- Chili Bouchier & Harry Milton
- Directed by: Donald Macardle Herbert Wilcox Robert Cullen Alan Cobham (Flying Scenes Co-ordinator)
- Written by: Alan Cobham
- Produced by: Herbert Wilcox
- Starring: Chili Bouchier Harry Milton William Kendall
- Cinematography: Freddie Young
- Music by: Lew Stone
- Production company: Herbert Wilcox Productions (for) British & Dominions Film Corporation
- Distributed by: Woolf & Freedman Film Service (Uk)
- Release date: January 1933;
- Running time: 76 minutes
- Country: United Kingdom
- Language: English

= The King's Cup =

1933 film

The King's Cup is a 1933 British drama film directed by Alan Cobham, Donald Macardle, Herbert Wilcox and Robert Cullen and starring Chili Bouchier, Harry Milton and William Kendall. The film is named after the King's Cup air race, established by King George V in 1922 as an endurance race across Britain, to encourage development in engine design and the sport of aviation. Bouchier and Milton were married at the time the film was made.

==Plot summary==
A pilot who has lost his nerve following an accident regains it after meeting a woman and goes on to win a major air race.

==Cast==
- Chili Bouchier as Betty Conway
- Harry Milton as Dick Carter
- William Kendall as Captain Richards
- Rene Ray as Peggy
- Tom Helmore as Ronnie
- Lewis Shaw as Peter
- Sydney King as Crasher
- Leila Page as Lena
- Syd Crossley as Crossley
- Lew Stone as himself

==Critical reception==
Film Weekly wrote: "It lacks punch, but it pleasantly entertaining most of the time, with a good air race climax.

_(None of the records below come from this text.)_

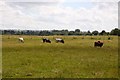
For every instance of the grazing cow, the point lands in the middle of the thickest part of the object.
(98, 44)
(59, 40)
(21, 40)
(45, 40)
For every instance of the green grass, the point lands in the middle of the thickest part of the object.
(77, 58)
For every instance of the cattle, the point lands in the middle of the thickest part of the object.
(98, 44)
(21, 39)
(45, 40)
(59, 40)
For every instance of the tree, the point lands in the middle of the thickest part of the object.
(95, 32)
(115, 31)
(103, 32)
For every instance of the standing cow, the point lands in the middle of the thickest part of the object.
(45, 40)
(21, 39)
(98, 44)
(59, 40)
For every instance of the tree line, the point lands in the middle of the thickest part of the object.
(115, 31)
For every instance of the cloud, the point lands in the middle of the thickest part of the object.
(47, 15)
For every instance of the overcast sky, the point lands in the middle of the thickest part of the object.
(59, 14)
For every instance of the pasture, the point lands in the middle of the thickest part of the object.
(76, 58)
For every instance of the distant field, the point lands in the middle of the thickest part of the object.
(77, 58)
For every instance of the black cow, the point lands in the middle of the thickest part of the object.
(98, 44)
(59, 40)
(45, 40)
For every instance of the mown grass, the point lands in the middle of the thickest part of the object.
(77, 58)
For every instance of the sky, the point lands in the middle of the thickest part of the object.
(59, 14)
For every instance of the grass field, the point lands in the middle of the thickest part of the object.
(77, 58)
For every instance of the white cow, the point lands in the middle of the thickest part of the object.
(21, 39)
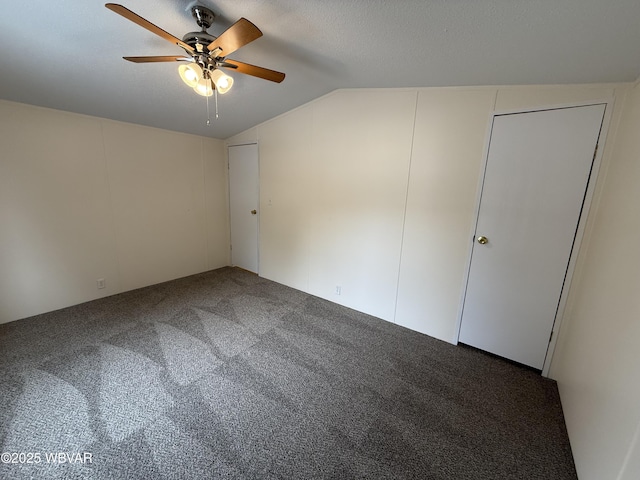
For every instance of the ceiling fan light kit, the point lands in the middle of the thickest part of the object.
(206, 54)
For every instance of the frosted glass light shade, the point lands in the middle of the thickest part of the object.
(222, 81)
(190, 74)
(204, 87)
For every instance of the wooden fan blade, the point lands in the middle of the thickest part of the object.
(135, 18)
(255, 71)
(166, 58)
(236, 36)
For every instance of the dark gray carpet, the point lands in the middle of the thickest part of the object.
(227, 375)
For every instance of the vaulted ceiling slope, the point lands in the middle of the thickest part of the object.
(67, 54)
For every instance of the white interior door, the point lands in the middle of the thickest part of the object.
(243, 204)
(537, 171)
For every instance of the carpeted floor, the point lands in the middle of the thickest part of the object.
(227, 375)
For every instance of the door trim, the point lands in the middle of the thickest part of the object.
(590, 190)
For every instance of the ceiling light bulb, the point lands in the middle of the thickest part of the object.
(190, 73)
(222, 81)
(204, 87)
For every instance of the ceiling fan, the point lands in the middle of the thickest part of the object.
(206, 55)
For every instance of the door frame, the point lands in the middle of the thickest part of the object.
(229, 200)
(582, 221)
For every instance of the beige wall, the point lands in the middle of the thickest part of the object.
(83, 198)
(345, 200)
(375, 191)
(597, 360)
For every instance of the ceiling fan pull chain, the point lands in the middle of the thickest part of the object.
(216, 94)
(208, 116)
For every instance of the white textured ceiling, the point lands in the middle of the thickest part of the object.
(67, 54)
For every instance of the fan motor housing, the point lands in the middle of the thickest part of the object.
(203, 38)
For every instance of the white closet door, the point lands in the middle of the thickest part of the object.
(243, 204)
(536, 176)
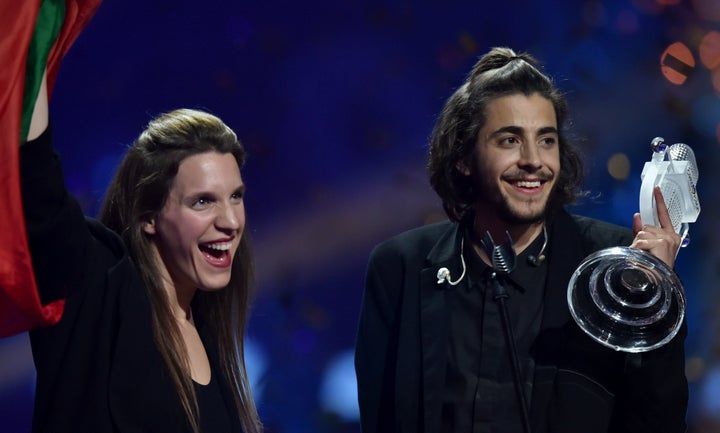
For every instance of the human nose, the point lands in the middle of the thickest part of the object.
(230, 217)
(530, 156)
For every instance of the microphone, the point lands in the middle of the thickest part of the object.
(536, 260)
(675, 170)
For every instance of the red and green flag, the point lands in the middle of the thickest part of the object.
(36, 35)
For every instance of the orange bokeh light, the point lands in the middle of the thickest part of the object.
(676, 63)
(710, 50)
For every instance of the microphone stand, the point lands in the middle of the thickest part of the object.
(503, 262)
(500, 295)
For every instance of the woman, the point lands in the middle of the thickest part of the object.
(156, 293)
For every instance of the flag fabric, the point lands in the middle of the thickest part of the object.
(36, 34)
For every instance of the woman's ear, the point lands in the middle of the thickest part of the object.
(149, 227)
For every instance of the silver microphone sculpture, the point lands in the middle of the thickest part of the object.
(626, 298)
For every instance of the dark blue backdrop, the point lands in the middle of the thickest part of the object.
(335, 101)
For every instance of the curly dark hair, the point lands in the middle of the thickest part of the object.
(500, 72)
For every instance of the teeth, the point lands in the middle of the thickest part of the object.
(222, 246)
(528, 184)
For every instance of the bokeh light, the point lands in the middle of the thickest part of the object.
(677, 62)
(619, 166)
(707, 9)
(710, 50)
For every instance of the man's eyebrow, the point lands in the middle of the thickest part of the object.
(513, 129)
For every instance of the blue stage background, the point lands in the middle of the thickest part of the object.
(335, 101)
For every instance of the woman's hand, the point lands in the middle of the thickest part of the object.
(39, 120)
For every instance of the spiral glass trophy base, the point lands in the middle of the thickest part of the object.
(626, 299)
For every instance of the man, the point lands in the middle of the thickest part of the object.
(431, 353)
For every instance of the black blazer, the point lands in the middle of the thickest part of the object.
(98, 369)
(579, 385)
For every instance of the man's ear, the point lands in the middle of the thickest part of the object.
(462, 167)
(149, 227)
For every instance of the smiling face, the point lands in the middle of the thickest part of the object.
(198, 230)
(516, 160)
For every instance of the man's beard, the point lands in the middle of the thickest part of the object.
(491, 199)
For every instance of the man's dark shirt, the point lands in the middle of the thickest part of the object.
(479, 394)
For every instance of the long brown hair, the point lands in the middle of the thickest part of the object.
(500, 72)
(136, 195)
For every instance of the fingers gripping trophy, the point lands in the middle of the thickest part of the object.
(623, 297)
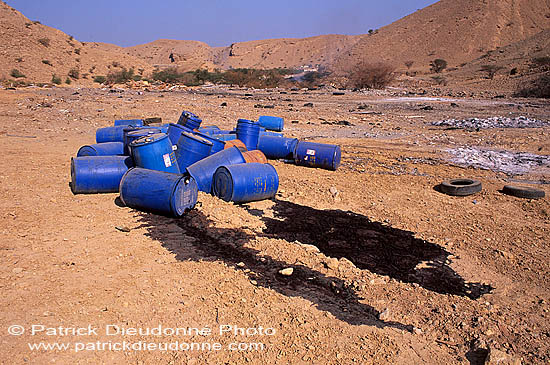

Kine Weekly wrote: "Alan Cobham's narrative is rather artless, but it provides modest diversion until the actual race is staged. It is in this department that the picture shines, for the contest is thrilling and cleverly conceived, and carries excitement and suspense which completely atone for the early dramatic weaknesses. Judged as aerial entertainment the film is a sound piece of work and represents good popular stuff for all classes."

The Daily Film Renter wrote: "Narrative slender, but abundance of superb aerial sequences and excellently staged crash inject necessary punch. Suspense values whip closing reels into exciting tempo. Film that should prove satisfying to all popular demands. It is eminently satisfying to find a British sporting event as a background for a talkie, and there are few events more suitable for picture purposes than the famous King's Cup race, which is depicted here in a series of magnificently photographed shots. The slenderness of the narrative can be overlooked in view of these stirring scenes."

TV Guide gave the film one out of four stars, and wrote, "the novelty of four directors did nothing out of the ordinary in terms of what appears on the screen."

The Cinema Museum noted "a tantalizing glimpse of the [Brooklands] airfield and some of the flying that took place there before the Second World War."